I’d done my research… but I couldn’t find anything online about the exhaust emissions of a Honda Helix. I know they’d sold them in California (where emission standards have been tough for a long time) up until 2007 - and I’d also found an article that suggested a Vespa PX125 was well under the Euro 3 emissions limit.
I’d given the bike a service, to give it a fighting chance of passing… but really - it was time to put my money where my mouth was.
The test fee is £175 - and my thinking was, if the Helix fails - I can sell it and buy something more modern that meets the Euro 3 standard.
So off to Riverbank Motorcycles…
Which is an amazing place - tucked away in an industrial estate by the river. It’s a good sign when you arrive and there’s everything from a pair of NSU Quicklys to a CX500 rat bike, to a hipster hard tail chop as well as everyday commuter bikes.
Lots of places have a dyno - but Riverbank Motorcycles have spent the extra cash on an exhaust gas analyser that can measure grams of N0x per kilometre - which is what’s measured as part of Euro 3.
It was an interesting start… I’d booked online - but the folk at the garage had no idea I’d done so… but were happy to take my money…
…and then out came the drill! They drilled a hole in my posh aftermarket exhaust, to connect their test equipment to - and then the Helix was stuck on the dyno.
Basically the emissions test involves a number of acceleration tests and a top speed run… and then N0x levels are averaged out.

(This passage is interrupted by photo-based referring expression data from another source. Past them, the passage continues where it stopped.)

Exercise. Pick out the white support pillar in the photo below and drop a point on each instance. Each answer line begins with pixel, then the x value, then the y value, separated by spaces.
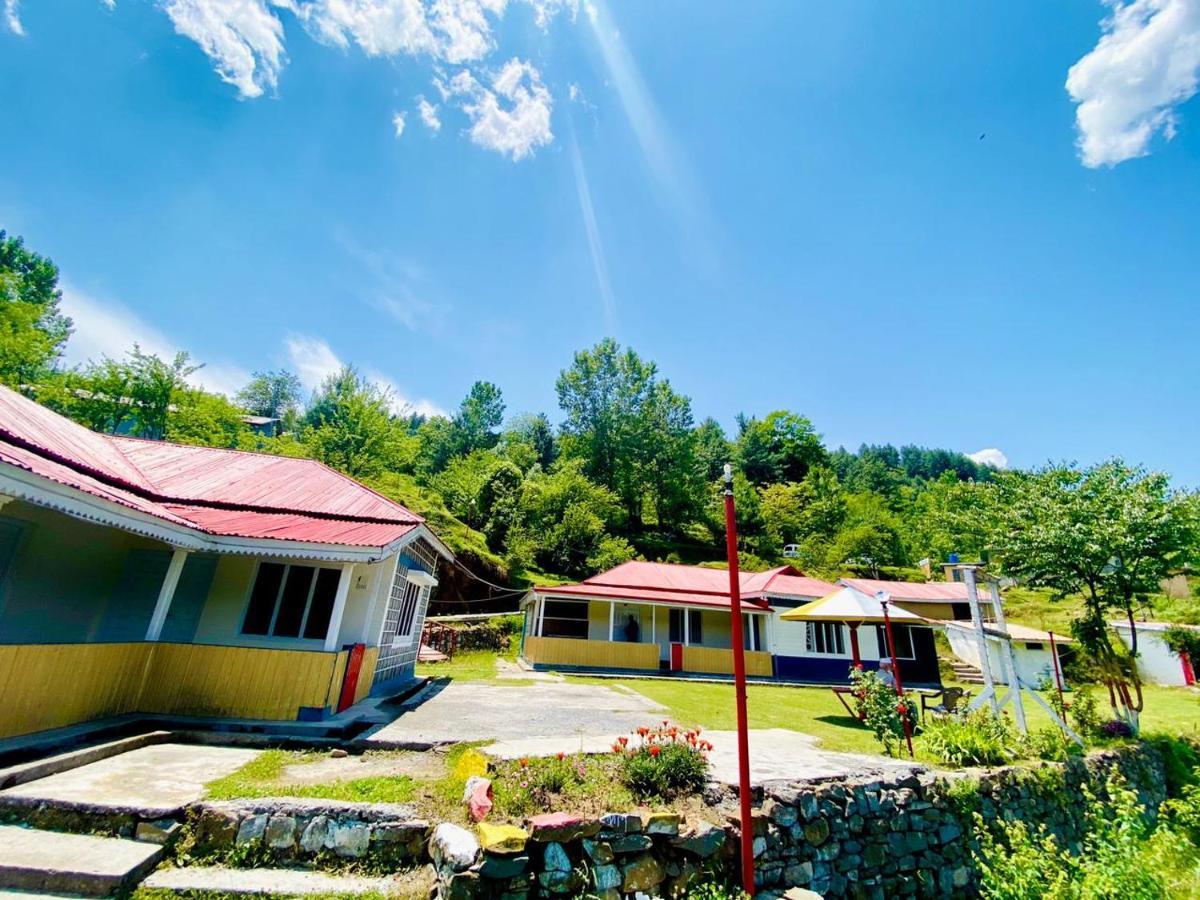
pixel 335 619
pixel 166 594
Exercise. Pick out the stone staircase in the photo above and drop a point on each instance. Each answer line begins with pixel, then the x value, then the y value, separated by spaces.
pixel 965 672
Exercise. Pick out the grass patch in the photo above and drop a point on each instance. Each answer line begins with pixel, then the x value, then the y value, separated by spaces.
pixel 264 777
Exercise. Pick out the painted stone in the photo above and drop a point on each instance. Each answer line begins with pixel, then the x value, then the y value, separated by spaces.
pixel 453 847
pixel 663 823
pixel 351 839
pixel 561 827
pixel 642 874
pixel 252 828
pixel 281 832
pixel 316 835
pixel 502 839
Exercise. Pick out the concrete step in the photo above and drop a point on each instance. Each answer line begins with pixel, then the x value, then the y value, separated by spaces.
pixel 57 863
pixel 199 880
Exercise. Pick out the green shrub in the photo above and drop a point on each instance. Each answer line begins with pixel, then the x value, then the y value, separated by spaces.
pixel 975 738
pixel 666 763
pixel 881 709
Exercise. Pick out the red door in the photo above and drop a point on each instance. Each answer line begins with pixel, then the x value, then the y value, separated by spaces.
pixel 351 681
pixel 677 658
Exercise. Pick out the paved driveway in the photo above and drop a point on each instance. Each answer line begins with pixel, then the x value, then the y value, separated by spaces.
pixel 555 717
pixel 490 711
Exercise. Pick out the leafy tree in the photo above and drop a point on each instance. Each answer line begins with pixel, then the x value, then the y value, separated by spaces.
pixel 33 328
pixel 631 431
pixel 713 449
pixel 275 395
pixel 349 425
pixel 529 441
pixel 478 419
pixel 204 419
pixel 783 447
pixel 1111 533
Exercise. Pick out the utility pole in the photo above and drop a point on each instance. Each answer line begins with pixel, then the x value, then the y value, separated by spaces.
pixel 739 684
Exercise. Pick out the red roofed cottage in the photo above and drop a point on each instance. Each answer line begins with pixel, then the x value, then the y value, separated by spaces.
pixel 145 577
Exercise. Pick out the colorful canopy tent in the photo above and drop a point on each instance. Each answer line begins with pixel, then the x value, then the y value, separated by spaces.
pixel 852 607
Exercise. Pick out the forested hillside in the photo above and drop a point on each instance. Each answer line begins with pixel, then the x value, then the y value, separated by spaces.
pixel 621 469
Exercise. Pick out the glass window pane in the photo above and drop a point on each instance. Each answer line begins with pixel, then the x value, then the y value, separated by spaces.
pixel 262 599
pixel 292 604
pixel 321 610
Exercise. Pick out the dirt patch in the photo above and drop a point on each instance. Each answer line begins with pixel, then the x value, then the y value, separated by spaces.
pixel 369 765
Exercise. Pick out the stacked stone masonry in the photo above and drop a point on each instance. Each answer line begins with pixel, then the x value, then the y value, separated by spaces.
pixel 901 837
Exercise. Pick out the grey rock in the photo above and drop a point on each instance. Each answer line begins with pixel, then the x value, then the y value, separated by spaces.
pixel 252 828
pixel 351 839
pixel 281 832
pixel 453 849
pixel 556 859
pixel 315 835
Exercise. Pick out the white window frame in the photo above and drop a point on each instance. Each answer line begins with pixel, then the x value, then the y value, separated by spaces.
pixel 833 637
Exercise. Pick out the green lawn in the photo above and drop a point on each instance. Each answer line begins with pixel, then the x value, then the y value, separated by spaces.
pixel 816 711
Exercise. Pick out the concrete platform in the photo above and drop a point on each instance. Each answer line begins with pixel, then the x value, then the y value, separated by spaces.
pixel 289 882
pixel 81 864
pixel 154 781
pixel 775 755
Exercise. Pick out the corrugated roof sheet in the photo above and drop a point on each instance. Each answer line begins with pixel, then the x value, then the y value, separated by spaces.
pixel 221 492
pixel 933 592
pixel 667 582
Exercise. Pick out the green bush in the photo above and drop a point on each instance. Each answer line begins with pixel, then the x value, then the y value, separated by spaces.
pixel 881 709
pixel 666 763
pixel 975 738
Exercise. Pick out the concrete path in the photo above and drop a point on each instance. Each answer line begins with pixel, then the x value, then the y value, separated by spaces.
pixel 483 711
pixel 31 859
pixel 775 755
pixel 279 882
pixel 156 781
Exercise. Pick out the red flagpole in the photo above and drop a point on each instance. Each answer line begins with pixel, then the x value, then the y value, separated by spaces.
pixel 739 685
pixel 895 672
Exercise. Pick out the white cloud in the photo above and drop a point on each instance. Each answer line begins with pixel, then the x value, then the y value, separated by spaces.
pixel 595 245
pixel 103 328
pixel 12 17
pixel 245 41
pixel 1145 65
pixel 990 456
pixel 429 114
pixel 243 37
pixel 513 115
pixel 313 360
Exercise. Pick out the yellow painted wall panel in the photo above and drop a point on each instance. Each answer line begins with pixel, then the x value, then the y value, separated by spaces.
pixel 54 685
pixel 712 660
pixel 591 654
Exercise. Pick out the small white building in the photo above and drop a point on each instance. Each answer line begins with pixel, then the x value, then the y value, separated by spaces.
pixel 1157 663
pixel 1031 651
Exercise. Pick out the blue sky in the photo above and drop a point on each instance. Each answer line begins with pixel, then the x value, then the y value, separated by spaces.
pixel 953 225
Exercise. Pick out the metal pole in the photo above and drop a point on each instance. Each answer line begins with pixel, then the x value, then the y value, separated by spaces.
pixel 1057 675
pixel 895 670
pixel 739 685
pixel 981 639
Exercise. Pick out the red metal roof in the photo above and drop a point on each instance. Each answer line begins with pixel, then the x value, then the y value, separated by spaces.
pixel 220 492
pixel 693 585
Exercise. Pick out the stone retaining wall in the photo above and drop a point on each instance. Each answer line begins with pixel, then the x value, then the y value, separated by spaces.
pixel 868 838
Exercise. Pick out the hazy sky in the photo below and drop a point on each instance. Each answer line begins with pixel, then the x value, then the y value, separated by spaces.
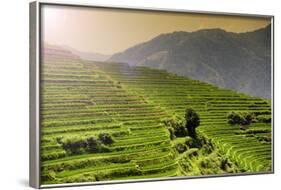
pixel 109 31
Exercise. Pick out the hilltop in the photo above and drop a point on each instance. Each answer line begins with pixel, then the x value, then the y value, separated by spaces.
pixel 237 61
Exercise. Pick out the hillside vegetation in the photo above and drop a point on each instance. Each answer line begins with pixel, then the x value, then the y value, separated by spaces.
pixel 238 61
pixel 104 121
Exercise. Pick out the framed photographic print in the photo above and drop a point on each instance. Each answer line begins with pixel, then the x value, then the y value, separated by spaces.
pixel 125 94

So I watched. And I paced up and down. And I took a few photos. And then…
The Helix failed… :(
The Euro 3 N0x limit is 0.15 grams per kilometre. The Helix was kicking out 0.5 grams of N0x per kilometre…
But wait… turns out it’s not all over.
We can make any bike pass the test…
…says the helpful man at Riverbank Motorcycles. We can fit a catalytic converter for £125 (plus a bit of labour). Then another dyno run is £75.
As a tight arse, I agonised over this for a while. But. The Helix is fun. And at £12.50 a day to ride in the ULEZ zone, it really will pay for itself eventually.
So - a Cat was fitted between the downpipe and silencer and welded into place. And then it was back to the dyno… because it takes a while for a cat to get up to temperature and actually work, the Helix had a few kilometres just running on the dyno and then it was time for another dyno run.
And the result?
0.09 grams of N0x per kilometre travelled!
Nicely under the limit. The Helix is saved!
Which is a good thing… partly because I do enjoy riding it, and because now with a cat fitted, the emissions are lower in general, no matter where I ride it. And also, it’s true that the biggest environmental impact of any vehicle comes from initial production - so keeping a older bike running and in good condition is a good thing to do. And it does make the bike easier to sell (in London at least) - plus I no longer need to fear the ULEZ extension.
Now I just need to get on with riding it!